Si Goebbels, le ministre de la propagande du parti nazi, était en fonction aujourd’hui, il utiliserait probablement You Tube, Facebook et Twitter. Le parti nazi étant né au 20e siècle, ses dirigeants comprirent très tôt qu’il fallait être de son temps et le cinéma devint leur outil de propagande privilégié. Des procédés grossiers utilisés dans des courts métrages où l’on voit une foule juive et une horde de rats en surimpression jusqu’aux qualités, réelles, mais porteuses d’ambiguïté, de longs métrages aussi achevés que Les Dieux du stade et Le Triomphe de la volonté, le pouvoir des images et leur manipulation furent au cœoeur de la stratégie nazie.

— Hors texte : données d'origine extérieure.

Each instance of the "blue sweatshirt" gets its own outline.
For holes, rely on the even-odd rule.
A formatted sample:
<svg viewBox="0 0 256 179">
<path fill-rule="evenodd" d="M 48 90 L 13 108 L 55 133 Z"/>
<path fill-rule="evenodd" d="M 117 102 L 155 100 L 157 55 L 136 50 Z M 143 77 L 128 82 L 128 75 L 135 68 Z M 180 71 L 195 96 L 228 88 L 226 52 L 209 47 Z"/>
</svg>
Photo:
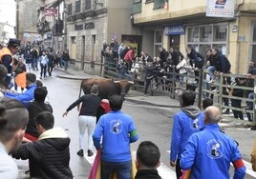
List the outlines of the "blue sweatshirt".
<svg viewBox="0 0 256 179">
<path fill-rule="evenodd" d="M 223 133 L 217 124 L 211 124 L 191 135 L 181 154 L 180 166 L 185 170 L 191 169 L 190 179 L 229 179 L 230 162 L 241 159 L 237 143 Z M 233 178 L 244 178 L 245 169 L 244 164 L 240 165 L 235 169 Z"/>
<path fill-rule="evenodd" d="M 11 99 L 16 99 L 26 106 L 31 100 L 33 99 L 33 92 L 36 88 L 36 84 L 32 84 L 32 86 L 27 87 L 27 90 L 24 93 L 6 92 L 5 96 Z"/>
<path fill-rule="evenodd" d="M 203 128 L 204 114 L 195 106 L 183 108 L 173 118 L 170 161 L 181 159 L 189 137 Z"/>
<path fill-rule="evenodd" d="M 102 144 L 100 144 L 101 137 Z M 93 140 L 96 149 L 102 146 L 102 160 L 130 161 L 132 160 L 130 143 L 138 140 L 135 123 L 131 116 L 120 110 L 110 111 L 99 118 Z"/>
</svg>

Créé en 1940, le ghetto de Varsovie faisait quatre kilomètres carrés, dans lesquels survivait près d’un demi-million de Juifs. Insalubrité, famine, typhus : les conditions de vie étaient inhumaines et la mort, omniprésente. En 1942, une équipe de tournage allemande filma dans le ghetto pendant 30 jours et en tira près d’une heure de film. Quatre bobines d’images muettes et grossièrement montées, qui furent retrouvées dans les années 50, dans des boîtes sur lesquelles était simplement écrit « Le Ghetto ».

Ces images montrent deux visages de cette antichambre de la mort: l’un, « arrangé avec le gars des vues », où l’on voit des Juifs fêter au champagne, manger au restaurant et faire leur marché, et l’autre qui expose la misère la plus extrême : enfants mendiants, corps émaciés, cadavres gisant dans les rues. On suppose que le but de l’exercice fut de faire croire que les Juifs du ghetto vivaient dans l’opulence, laissant mourir ceux qui étaient dans le besoin. À ce jour, on ne sait pas qui a commandé ce film, qui l’a réalisé, quelle était sa fonction exacte et pourquoi il a été abandonné en cours de route. Mais, malgré leur nature tendancieuse, ces quelques 60 minutes constituent un inestimable témoignage visuel.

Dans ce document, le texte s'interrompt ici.